小説「新・人間革命」 灯台 3 4月22日

山本伸一が学会創立四十六周年の記念行事で語った大野道犬についての話は、小林秀雄の「文学と自分」のなかで紹介されているエピソードである。
 ――大坂冬の陣で、徳川家康大坂城の外堀を埋める条件で、豊臣と和議を結ぶ。しかし、家康は外堀のみならず、内堀までも埋めたのである。
それを見て、大野道犬は、家康が心の底では、和睦するつもりはないことを知り、憤怒する。そして、徹底的に抵抗を試みた。家康は憤り、彼を生け捕りにするよう命ずる。

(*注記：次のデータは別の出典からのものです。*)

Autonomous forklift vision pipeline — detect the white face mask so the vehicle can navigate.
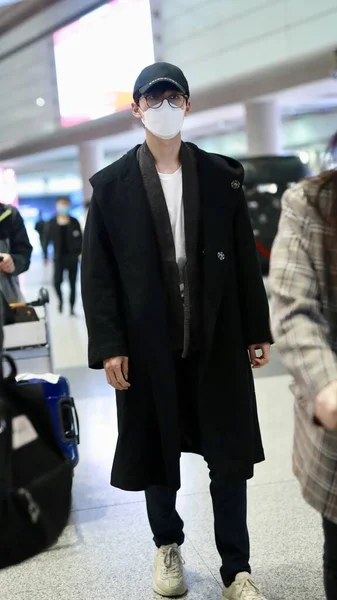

彼は、捕らえられるが、堂々と、家康に「大たわけなり」と言い放つ。
 火刑に処された大野道犬は、黒焦げになるが、検視が近づくと、動きだし、検視の脇差しを抜く。そして、検視の腹を刺し貫く。その瞬間、黒焦げの体は、たちまち灰になったというのだ。
 小林秀雄は、この逸話について、「諸君はお笑いになりますが、僕は、これは本当の話だと思っています」(注)と述べている。
 伸一は、その小林の言葉を紹介し、人間の執念の問題について、こう語ったのである。
 「これに共通する話として、有名な石虎将軍の故事を思い出します。虎に母(父の説もある)を殺された将軍が、仇を討とうと、石を虎と間違えて矢を射る。矢は命中し、石に深く刺さったという話であります。
 大野道犬の話も、石虎将軍の話も、一人の人間が、本気になって何事かをなさんとした時には、常識では考えられないことを成就できるという原理を、これらの話から汲み取っていただきたいのであります」
 伸一は、彼らの生き方の是非を語ったわけではない。広宣流布の決戦の時には、岩盤に爪を立てても険難の峰を登攀する、飽くなき執念が不可欠であることを、同志の生命に深く刻んでおきたかったのである。
 初代会長・牧口常三郎は、七十歳を超えて、独房の中で敢然と戦い抜いた。この壮絶無比なる闘争なくして大願の成就はない。輝ける未来を開くのは、不撓不屈の闘魂だ。